The prediction market's warming up in 2024–2025 is not a short-term narrative shift, but rather a structural choice by the crypto ecosystem to meet the "demand for sustainable transactions" after DeFi matures and meme sentiment fades.
Unlike sectors that rely on market trends and sentiment, prediction markets are event-driven, characterized by high frequency, continuity, and non-unidirectional consensus. This allows them to maintain activity during periods of low volatility and amplify trading intensity during periods of high volatility.

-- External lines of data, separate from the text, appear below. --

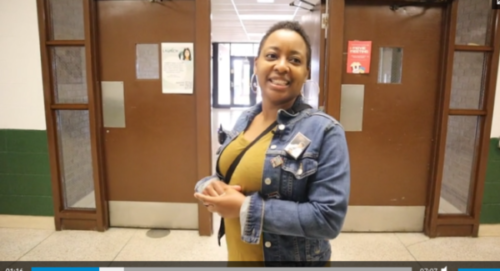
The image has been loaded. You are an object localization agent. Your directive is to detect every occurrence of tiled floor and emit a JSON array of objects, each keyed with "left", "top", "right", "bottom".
[
  {"left": 0, "top": 216, "right": 500, "bottom": 262},
  {"left": 0, "top": 224, "right": 500, "bottom": 261}
]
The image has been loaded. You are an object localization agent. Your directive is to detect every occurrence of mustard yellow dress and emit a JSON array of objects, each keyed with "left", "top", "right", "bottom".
[{"left": 219, "top": 132, "right": 273, "bottom": 262}]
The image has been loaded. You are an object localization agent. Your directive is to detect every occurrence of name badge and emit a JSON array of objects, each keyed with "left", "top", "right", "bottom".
[{"left": 285, "top": 132, "right": 311, "bottom": 159}]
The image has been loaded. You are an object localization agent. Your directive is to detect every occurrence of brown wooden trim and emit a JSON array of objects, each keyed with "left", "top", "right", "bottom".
[
  {"left": 437, "top": 214, "right": 475, "bottom": 225},
  {"left": 435, "top": 225, "right": 473, "bottom": 237},
  {"left": 471, "top": 10, "right": 500, "bottom": 236},
  {"left": 60, "top": 209, "right": 96, "bottom": 220},
  {"left": 193, "top": 0, "right": 213, "bottom": 236},
  {"left": 50, "top": 104, "right": 89, "bottom": 110},
  {"left": 455, "top": 45, "right": 493, "bottom": 52},
  {"left": 59, "top": 218, "right": 97, "bottom": 231},
  {"left": 45, "top": 40, "right": 86, "bottom": 46},
  {"left": 37, "top": 0, "right": 64, "bottom": 230},
  {"left": 448, "top": 109, "right": 488, "bottom": 116},
  {"left": 83, "top": 0, "right": 109, "bottom": 234},
  {"left": 318, "top": 4, "right": 328, "bottom": 109},
  {"left": 325, "top": 0, "right": 345, "bottom": 119},
  {"left": 424, "top": 1, "right": 458, "bottom": 237}
]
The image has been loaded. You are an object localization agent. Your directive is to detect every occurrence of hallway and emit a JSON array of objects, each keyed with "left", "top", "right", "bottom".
[{"left": 0, "top": 216, "right": 500, "bottom": 262}]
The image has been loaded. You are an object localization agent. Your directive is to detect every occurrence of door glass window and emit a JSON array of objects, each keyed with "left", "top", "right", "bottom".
[
  {"left": 378, "top": 47, "right": 403, "bottom": 84},
  {"left": 217, "top": 44, "right": 231, "bottom": 105},
  {"left": 233, "top": 58, "right": 250, "bottom": 105}
]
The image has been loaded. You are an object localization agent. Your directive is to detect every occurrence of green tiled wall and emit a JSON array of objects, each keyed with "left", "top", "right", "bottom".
[
  {"left": 0, "top": 129, "right": 54, "bottom": 216},
  {"left": 481, "top": 138, "right": 500, "bottom": 224}
]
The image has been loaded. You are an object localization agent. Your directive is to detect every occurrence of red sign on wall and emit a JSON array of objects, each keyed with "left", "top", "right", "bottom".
[{"left": 347, "top": 41, "right": 372, "bottom": 74}]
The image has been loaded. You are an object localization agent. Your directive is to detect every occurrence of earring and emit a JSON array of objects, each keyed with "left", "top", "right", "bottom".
[{"left": 250, "top": 73, "right": 257, "bottom": 93}]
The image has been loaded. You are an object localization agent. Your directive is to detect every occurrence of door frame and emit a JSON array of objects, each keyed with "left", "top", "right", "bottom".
[
  {"left": 37, "top": 0, "right": 213, "bottom": 236},
  {"left": 229, "top": 56, "right": 256, "bottom": 107},
  {"left": 322, "top": 0, "right": 500, "bottom": 237},
  {"left": 212, "top": 42, "right": 257, "bottom": 109}
]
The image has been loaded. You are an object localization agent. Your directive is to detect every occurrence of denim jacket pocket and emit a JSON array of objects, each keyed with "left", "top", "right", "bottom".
[
  {"left": 280, "top": 158, "right": 318, "bottom": 201},
  {"left": 282, "top": 158, "right": 318, "bottom": 180}
]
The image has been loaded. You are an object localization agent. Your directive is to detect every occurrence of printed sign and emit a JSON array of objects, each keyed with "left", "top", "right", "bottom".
[
  {"left": 347, "top": 41, "right": 372, "bottom": 74},
  {"left": 161, "top": 43, "right": 194, "bottom": 94}
]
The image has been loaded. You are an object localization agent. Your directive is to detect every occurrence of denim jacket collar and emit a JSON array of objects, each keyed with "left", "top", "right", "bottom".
[{"left": 246, "top": 95, "right": 311, "bottom": 124}]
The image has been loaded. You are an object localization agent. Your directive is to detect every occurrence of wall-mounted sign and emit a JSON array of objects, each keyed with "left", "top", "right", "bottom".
[
  {"left": 347, "top": 40, "right": 372, "bottom": 74},
  {"left": 161, "top": 42, "right": 194, "bottom": 94}
]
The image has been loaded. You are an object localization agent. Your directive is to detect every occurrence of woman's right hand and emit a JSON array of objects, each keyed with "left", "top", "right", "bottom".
[{"left": 201, "top": 180, "right": 241, "bottom": 197}]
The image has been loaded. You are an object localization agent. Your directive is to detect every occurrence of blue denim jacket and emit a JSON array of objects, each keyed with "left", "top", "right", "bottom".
[{"left": 195, "top": 98, "right": 350, "bottom": 266}]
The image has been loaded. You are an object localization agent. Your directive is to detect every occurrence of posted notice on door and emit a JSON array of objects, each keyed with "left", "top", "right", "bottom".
[
  {"left": 161, "top": 42, "right": 194, "bottom": 94},
  {"left": 347, "top": 40, "right": 372, "bottom": 74}
]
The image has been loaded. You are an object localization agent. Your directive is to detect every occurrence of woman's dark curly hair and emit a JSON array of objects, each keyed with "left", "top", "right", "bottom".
[{"left": 259, "top": 21, "right": 311, "bottom": 68}]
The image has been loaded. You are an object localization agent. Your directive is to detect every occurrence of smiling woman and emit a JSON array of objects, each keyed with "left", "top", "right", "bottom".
[{"left": 195, "top": 22, "right": 350, "bottom": 266}]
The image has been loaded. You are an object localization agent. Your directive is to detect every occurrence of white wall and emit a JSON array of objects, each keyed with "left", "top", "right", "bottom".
[
  {"left": 491, "top": 65, "right": 500, "bottom": 137},
  {"left": 0, "top": 0, "right": 46, "bottom": 130}
]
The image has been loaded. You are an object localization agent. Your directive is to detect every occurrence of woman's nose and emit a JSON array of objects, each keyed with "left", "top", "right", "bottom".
[{"left": 274, "top": 58, "right": 289, "bottom": 73}]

Furthermore, their requirements for throughput, latency, liquidity, and settlement reliability naturally align them deeply with the underlying capabilities of public blockchains, leading platforms to elevate them to a strategic level.
This is why prediction markets are evolving from "ecosystem applications" to cognitive infrastructure : they compress fragmented judgments into price signals, becoming a crucial entry point for on-chain expectation formation and risk forecasting. For public blockchains, supporting a leading prediction market is essentially about vying for pricing power over on-chain expectations, rather than chasing short-term trading volumes.
Under this structure, competition in the prediction market will not be a long-term multi-polar competition. Projects that ultimately survive will inevitably possess stable products and settlement systems, sustainable compliance boundaries, and an ecosystem network comprised of genuine users and liquidity. Incentives and inflated metrics can generate buzz, but they cannot replace trust and structural advantages.
The divergence in the prediction market will ultimately depend not on who grows faster, but on who can become the long-term operating on-chain expectation center . What we are seeing now is only the beginning, not the end.